Or just use one name because they all mean the same thing? If those are really different species - write to e.g. POWO and they can change it, then iNat will, if experts will say it’s actually one species with no subtaxa, then everything else has no point, just learn a new name or use common name that stays the same.

That’s not one of the problems I’m trying to solve. :-)

(The point is to have a record of the name an identifier actually applied to an observation, not to have a list of names an identifier might possibly have applied.)

If they’re synonyms you can say all of those names were applied to the observation. I think it’s fine to add the previous name to a new name or if you choose synonym and it will be just written on the id, but honestly I don’t see how iNat with so few workers and big problems to solve and aims to gain will implement the search tool, when we wait for 3 years for some changes, if your aim is to show user’s id, maybe it’ll be enough to just have it there and maybe in the future there’ll be a new url and all the other stuff?

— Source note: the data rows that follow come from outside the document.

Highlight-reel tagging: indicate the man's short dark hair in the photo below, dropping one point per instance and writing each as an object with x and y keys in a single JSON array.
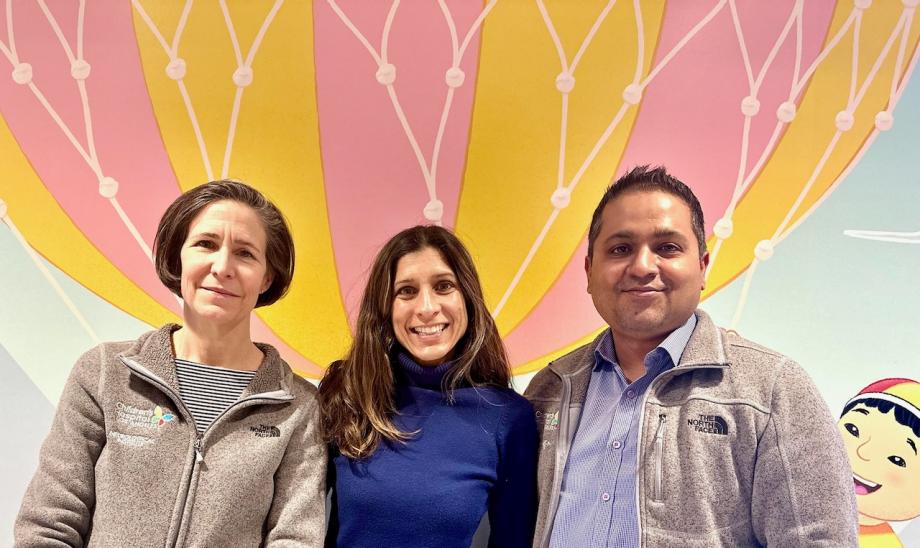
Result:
[
  {"x": 646, "y": 179},
  {"x": 174, "y": 226}
]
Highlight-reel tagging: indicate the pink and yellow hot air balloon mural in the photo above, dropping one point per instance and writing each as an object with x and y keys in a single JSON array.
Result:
[{"x": 502, "y": 119}]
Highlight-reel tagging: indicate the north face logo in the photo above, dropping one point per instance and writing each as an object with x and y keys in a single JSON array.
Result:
[
  {"x": 709, "y": 424},
  {"x": 265, "y": 431},
  {"x": 550, "y": 420}
]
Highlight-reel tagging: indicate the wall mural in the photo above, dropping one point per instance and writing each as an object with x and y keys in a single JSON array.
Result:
[{"x": 796, "y": 122}]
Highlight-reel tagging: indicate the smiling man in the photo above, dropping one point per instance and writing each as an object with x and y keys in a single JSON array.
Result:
[{"x": 667, "y": 430}]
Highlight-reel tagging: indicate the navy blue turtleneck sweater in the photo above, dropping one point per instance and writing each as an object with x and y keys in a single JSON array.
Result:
[{"x": 474, "y": 455}]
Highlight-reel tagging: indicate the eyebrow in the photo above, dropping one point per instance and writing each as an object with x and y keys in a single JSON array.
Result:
[
  {"x": 658, "y": 233},
  {"x": 438, "y": 276},
  {"x": 214, "y": 236}
]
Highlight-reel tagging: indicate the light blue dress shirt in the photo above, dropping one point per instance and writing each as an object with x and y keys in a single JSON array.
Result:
[{"x": 598, "y": 498}]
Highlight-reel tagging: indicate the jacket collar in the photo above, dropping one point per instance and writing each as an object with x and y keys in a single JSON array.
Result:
[
  {"x": 705, "y": 348},
  {"x": 155, "y": 353}
]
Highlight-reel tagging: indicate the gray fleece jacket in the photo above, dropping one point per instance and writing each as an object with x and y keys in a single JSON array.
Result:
[
  {"x": 124, "y": 466},
  {"x": 736, "y": 448}
]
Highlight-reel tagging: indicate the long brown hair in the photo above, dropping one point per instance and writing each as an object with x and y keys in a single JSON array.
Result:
[{"x": 357, "y": 394}]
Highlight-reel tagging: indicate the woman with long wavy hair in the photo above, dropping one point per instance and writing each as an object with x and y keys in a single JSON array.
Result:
[{"x": 425, "y": 434}]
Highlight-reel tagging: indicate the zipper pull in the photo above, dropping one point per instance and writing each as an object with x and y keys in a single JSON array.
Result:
[{"x": 660, "y": 431}]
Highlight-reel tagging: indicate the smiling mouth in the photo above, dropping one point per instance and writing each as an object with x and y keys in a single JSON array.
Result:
[
  {"x": 643, "y": 290},
  {"x": 428, "y": 329},
  {"x": 864, "y": 486},
  {"x": 220, "y": 292}
]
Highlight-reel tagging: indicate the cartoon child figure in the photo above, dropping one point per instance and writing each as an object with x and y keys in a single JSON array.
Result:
[{"x": 881, "y": 430}]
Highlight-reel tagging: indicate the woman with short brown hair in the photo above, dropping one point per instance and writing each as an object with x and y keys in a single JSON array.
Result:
[{"x": 190, "y": 435}]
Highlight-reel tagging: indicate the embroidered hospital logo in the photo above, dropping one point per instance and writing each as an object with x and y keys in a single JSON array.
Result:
[
  {"x": 550, "y": 420},
  {"x": 161, "y": 417},
  {"x": 709, "y": 424},
  {"x": 151, "y": 419},
  {"x": 265, "y": 431}
]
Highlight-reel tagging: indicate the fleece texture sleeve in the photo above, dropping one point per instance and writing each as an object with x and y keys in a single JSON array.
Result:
[
  {"x": 803, "y": 487},
  {"x": 296, "y": 517},
  {"x": 513, "y": 500},
  {"x": 58, "y": 505}
]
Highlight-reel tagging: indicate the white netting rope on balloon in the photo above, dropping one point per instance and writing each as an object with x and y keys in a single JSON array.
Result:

Whenever we’re dealing with taxonomic synonymy, we have to start from the assumption that there are two alternatives that are in principle equally valid: that two names are synonyms, and that they are not.

Even with nomenclatural synonyms, there can be meaningful information conveyed by which one is used. Figuring out when that might be the case is left as an exercise for the reader. :-) I’m not sure how practical it would be to try to do anything useful with that information in a database context, though.